The IntelliAQ project develops novel approaches for the analysis and synthesis of global air quality data based on deep neural networks. The foundation of this project is one of the world’s largest collection of surface air quality measurements, which was recently assembled at the Jülich Supercomputing Centre (JSC) at Forschungszentrum Jülich and plays a pivotal role in the ongoing first comprehensive Tropospheric Ozone Assessment Report (TOAR).

This database is complemented with data from OpenAQ, the world’s leading effort to collect global air pollutant measurements in near realtime. Through combination of this unprecedented treasure of global air quality data with high-resolution geodata, weather model output, and satellite retrievals of atmospheric composition, huge training data sets for deep learning will be constructed, which provide a globally consistent characterization of individual measurement locations and regional air pollution patterns.

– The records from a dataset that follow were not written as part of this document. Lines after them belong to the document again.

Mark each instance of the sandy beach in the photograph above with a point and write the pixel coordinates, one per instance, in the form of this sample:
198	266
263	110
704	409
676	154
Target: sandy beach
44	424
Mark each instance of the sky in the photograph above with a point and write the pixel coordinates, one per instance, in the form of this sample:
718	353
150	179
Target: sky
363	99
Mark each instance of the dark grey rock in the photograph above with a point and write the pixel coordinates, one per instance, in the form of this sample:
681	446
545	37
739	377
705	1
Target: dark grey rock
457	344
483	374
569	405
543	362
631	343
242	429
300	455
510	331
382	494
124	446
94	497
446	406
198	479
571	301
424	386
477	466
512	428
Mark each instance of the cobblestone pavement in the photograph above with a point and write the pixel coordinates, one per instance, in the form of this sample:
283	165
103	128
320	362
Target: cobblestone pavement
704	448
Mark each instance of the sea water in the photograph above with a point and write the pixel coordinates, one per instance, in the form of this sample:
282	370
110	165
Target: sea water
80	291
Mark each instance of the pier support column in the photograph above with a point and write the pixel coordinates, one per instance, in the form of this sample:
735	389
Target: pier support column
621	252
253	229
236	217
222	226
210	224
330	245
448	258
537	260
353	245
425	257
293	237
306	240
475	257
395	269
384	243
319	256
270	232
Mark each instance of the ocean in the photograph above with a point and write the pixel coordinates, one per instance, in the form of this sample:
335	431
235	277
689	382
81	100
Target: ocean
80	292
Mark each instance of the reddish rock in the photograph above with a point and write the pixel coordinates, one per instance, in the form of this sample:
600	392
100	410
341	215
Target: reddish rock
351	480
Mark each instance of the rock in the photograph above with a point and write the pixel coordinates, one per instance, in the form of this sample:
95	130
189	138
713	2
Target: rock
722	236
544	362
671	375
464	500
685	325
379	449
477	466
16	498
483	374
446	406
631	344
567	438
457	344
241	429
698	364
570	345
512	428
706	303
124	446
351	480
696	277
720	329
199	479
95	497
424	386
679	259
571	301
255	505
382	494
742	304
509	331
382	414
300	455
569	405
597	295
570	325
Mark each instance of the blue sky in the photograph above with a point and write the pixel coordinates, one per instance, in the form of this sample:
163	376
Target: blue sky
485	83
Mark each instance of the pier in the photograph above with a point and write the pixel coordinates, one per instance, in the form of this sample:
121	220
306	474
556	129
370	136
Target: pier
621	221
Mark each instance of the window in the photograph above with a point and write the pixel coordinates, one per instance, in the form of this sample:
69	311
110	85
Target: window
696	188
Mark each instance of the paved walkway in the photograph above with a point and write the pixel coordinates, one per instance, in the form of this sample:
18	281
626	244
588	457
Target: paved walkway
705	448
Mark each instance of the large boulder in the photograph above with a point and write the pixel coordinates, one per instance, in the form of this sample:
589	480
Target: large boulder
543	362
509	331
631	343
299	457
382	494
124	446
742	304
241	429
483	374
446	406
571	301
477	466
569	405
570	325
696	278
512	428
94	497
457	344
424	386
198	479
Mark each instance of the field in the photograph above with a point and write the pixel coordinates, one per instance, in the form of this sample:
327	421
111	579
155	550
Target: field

State-of-the-art deep learning methods are applied to this unprecedented dataset in order to

  1. fill observation gaps in space and time,
  2. provide short-term forecasts of air quality, and
  3. assess the quality of air pollutant information from diverse measurements.

The combination of diverse data sources is unique, and the project is the first to apply the full potential of deep neural networks on global air quality data. The achievement of the three IntelliAQ objectives will shift the analysis of global air pollutant observations to a new level and provide a basis for the future development of innovative air quality services with robust scientific underpinning.